There are many areas of gun policy that split the country, but majorities in both parties do come together to support several key gun control measures, according to a survey this spring from the Pew Research Center.
Broad majorities of more than eight in 10 Republicans and Democrats (and independents who lean toward each party) support blocking people who are mentally ill and people on federal no-fly or watch lists from buying guns.
Majorities also favor background checks for private and gun show sales, though the number of Republicans and GOP-leaning independents falls slightly to three in four on this potential policy.
And, though only by a slim margin among Republicans, majorities of both parties even back an assault weapons ban and creating a new federal database to track gun sales. (Support among Democrats and Democratic-leaning independents for these priorities remains around eight in 10, creating a broad gap between the two parties' support.)
Still, polls also show that, when asked a general question about whether to create stricter gun laws, most Republicans oppose that direction, while most Democrats support it. Despite multiple high-profile mass shootings over the last decade, Congress has not passed recent gun control legislation.
Democrats are much more likely to see gun violence as a very big problem, according to Pew's findings.
Questions on increasing the availability of guns -- like allowing concealed carry in more places and allowing teachers in schools to carry -- received the support of majorities of Republicans, but only about a quarter of Democrats.

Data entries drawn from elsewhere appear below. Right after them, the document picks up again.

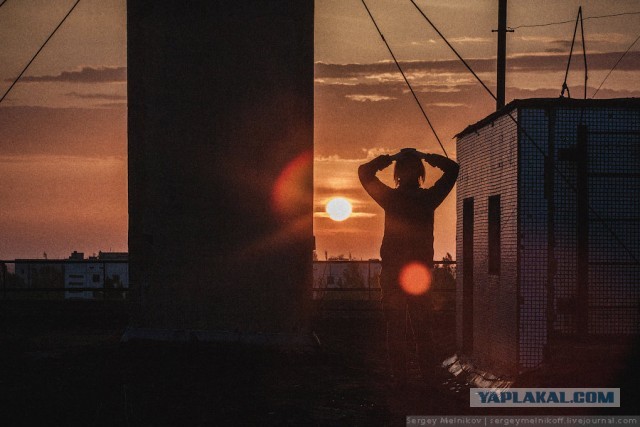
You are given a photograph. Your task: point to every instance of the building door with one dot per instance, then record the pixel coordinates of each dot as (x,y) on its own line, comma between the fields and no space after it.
(467,275)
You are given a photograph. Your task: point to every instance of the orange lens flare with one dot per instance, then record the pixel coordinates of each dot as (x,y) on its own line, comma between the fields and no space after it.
(415,278)
(291,191)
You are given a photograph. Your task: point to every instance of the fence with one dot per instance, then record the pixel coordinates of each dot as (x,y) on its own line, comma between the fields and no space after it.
(346,280)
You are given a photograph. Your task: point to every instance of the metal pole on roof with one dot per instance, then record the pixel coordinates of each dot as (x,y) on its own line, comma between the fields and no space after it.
(502,53)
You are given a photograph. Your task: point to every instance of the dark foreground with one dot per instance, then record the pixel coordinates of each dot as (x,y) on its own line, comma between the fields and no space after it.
(66,366)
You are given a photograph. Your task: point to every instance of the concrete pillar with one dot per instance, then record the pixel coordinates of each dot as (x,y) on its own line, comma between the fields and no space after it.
(220,165)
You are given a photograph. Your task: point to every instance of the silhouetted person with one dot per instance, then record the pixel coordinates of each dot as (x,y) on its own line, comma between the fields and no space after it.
(407,243)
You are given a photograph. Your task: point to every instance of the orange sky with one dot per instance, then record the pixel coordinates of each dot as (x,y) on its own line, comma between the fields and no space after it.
(63,127)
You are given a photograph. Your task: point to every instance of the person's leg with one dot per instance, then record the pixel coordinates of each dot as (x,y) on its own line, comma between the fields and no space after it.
(394,306)
(395,314)
(421,315)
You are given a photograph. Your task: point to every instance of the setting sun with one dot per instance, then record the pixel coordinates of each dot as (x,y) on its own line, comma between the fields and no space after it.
(339,209)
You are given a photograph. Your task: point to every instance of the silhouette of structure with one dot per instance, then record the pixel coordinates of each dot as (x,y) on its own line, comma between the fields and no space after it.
(220,165)
(548,231)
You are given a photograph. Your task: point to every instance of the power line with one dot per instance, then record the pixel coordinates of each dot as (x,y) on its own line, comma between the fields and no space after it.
(571,20)
(540,150)
(39,50)
(405,79)
(453,49)
(616,64)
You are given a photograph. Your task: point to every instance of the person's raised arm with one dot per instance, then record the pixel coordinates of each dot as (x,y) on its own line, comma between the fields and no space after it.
(443,186)
(367,174)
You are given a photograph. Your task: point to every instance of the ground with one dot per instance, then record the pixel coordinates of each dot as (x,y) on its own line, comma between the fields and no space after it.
(63,364)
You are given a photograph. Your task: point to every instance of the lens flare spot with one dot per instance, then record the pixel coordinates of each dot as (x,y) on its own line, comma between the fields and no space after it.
(415,278)
(291,193)
(339,209)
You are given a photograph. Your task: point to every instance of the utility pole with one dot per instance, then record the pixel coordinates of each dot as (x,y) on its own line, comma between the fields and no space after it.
(502,52)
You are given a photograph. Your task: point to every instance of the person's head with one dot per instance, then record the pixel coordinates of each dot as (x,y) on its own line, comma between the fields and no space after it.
(409,170)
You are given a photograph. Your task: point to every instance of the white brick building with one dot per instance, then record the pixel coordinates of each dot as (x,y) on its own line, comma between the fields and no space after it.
(548,229)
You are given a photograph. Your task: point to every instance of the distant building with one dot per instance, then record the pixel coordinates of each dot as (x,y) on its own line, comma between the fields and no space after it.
(548,230)
(95,273)
(77,274)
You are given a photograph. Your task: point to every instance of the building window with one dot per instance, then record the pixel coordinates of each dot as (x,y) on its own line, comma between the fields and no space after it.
(494,234)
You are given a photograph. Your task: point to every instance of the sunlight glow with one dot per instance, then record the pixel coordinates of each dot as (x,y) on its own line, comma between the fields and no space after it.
(339,209)
(415,278)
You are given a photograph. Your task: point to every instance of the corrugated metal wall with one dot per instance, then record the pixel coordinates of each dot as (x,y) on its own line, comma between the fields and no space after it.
(532,324)
(578,185)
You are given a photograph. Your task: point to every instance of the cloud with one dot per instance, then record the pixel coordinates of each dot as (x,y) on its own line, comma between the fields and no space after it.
(370,98)
(85,75)
(85,132)
(386,72)
(102,96)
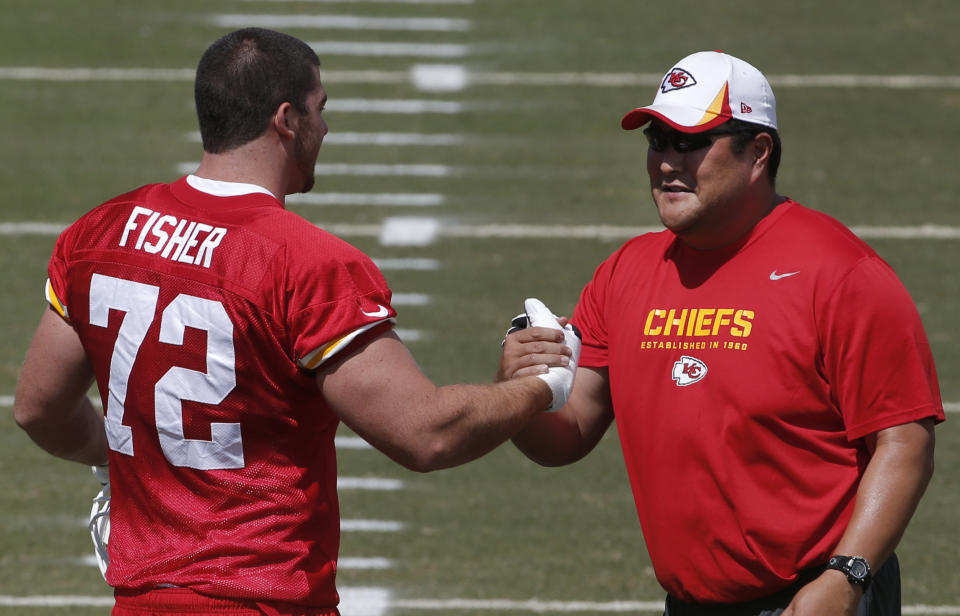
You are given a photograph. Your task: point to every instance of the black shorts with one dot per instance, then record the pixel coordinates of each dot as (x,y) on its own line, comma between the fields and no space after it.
(882,598)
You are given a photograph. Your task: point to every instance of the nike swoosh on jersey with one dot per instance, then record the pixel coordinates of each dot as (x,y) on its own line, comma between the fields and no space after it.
(381,312)
(775,276)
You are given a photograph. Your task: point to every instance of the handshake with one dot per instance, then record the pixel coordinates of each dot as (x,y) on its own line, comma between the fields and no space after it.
(533,354)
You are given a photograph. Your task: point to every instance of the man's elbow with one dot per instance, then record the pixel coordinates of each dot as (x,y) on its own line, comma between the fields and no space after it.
(432,453)
(27,417)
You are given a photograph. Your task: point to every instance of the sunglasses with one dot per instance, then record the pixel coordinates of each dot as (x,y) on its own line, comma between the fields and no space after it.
(682,143)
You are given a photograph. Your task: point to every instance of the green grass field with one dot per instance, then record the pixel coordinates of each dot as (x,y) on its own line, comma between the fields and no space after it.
(533,154)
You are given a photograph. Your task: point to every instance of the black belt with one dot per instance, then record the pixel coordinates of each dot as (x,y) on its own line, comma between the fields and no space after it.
(779,599)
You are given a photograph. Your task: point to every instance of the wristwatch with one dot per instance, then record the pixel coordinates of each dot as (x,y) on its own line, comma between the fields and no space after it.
(856,568)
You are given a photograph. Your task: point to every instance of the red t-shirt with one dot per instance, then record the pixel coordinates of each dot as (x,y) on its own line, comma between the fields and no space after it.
(203,316)
(742,381)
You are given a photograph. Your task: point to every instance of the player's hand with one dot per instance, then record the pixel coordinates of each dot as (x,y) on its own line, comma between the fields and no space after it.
(828,595)
(529,351)
(99,525)
(543,345)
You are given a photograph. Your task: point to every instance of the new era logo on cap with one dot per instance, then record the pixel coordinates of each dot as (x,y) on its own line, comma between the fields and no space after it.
(677,79)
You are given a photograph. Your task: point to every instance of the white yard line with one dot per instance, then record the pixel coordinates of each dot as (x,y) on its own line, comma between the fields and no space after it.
(413,264)
(507,231)
(351,442)
(403,106)
(410,299)
(369,483)
(370,199)
(419,170)
(371,526)
(342,22)
(394,139)
(486,78)
(364,601)
(411,50)
(364,563)
(407,231)
(412,170)
(360,1)
(378,139)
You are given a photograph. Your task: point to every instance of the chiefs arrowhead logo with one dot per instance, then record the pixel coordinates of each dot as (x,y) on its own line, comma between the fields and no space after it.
(676,80)
(688,371)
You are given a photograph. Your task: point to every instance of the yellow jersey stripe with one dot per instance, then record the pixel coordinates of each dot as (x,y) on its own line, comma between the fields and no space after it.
(55,301)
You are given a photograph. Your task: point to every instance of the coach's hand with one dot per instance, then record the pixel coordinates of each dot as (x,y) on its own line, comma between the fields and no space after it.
(540,344)
(828,595)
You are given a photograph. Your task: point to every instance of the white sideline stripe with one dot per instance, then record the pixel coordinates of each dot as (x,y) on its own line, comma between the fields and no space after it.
(375,199)
(416,50)
(598,232)
(371,526)
(890,82)
(360,601)
(342,22)
(369,483)
(351,442)
(416,264)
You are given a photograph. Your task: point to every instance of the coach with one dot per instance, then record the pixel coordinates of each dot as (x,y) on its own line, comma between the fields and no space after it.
(773,388)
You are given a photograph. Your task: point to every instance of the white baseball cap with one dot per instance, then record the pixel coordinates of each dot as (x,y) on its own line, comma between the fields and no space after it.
(706,89)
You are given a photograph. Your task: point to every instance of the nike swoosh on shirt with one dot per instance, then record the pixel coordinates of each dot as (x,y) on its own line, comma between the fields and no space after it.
(775,276)
(382,312)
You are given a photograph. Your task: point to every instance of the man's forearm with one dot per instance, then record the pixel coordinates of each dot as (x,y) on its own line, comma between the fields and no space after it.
(892,485)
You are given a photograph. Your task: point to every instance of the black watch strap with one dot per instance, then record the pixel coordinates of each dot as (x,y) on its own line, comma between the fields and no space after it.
(856,568)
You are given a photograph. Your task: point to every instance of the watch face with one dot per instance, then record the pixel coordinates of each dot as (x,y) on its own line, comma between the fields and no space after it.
(858,569)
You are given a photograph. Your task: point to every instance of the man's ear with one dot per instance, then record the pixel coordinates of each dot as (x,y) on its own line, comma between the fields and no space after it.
(284,121)
(762,148)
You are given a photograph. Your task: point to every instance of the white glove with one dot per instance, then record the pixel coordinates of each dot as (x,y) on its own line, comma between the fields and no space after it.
(100,518)
(559,378)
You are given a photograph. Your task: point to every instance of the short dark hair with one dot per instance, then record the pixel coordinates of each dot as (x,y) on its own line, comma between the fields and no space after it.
(241,80)
(744,132)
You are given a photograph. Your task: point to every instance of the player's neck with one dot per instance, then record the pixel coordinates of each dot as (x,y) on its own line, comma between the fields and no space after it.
(248,164)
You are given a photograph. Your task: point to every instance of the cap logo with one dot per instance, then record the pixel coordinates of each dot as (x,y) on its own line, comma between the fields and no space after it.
(676,80)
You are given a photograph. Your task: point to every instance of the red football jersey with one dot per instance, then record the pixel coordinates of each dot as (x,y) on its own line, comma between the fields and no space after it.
(742,380)
(203,317)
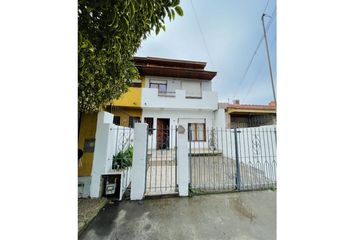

Two of the five deadliest mass shootings in modern US history have occurred in the last two months. A staggering 58 people were killed and more than 500 were hurt when a shooter opened fire on a Las Vegas concert and at least 26 people were killed in a Texas church on Sunday morning.
President Donald Trump, on a foreign trip to Asia when the Texas shooting occurred, said mental health care should be the priority in the wake of the attack.
"I think that mental health is your problem here," he said at a news conference.
"This isn't a guns situation. I mean, we could go into it, but it's a little bit soon to go into it. ... But this is a mental health problem at the highest level."
Texas Gov. Greg Abbott told CNN on Monday morning that the shooter "sought to get a license to carry a gun in the state of Texas, but the state denied him the ability to get one," stressing that it was still early in the investigation.
This Pew Research Center survey was conducted from March 13-27 and April 4-18, 2017 among 3,930 adults. The margin of sampling error is ±2.8 percentage points for the full sample; it is larger for subgroups like leaned Republicans and leaned Democrats.
UPDATE: This piece has been updated to reflect Sunday's shooting in Sutherland Springs, Texas.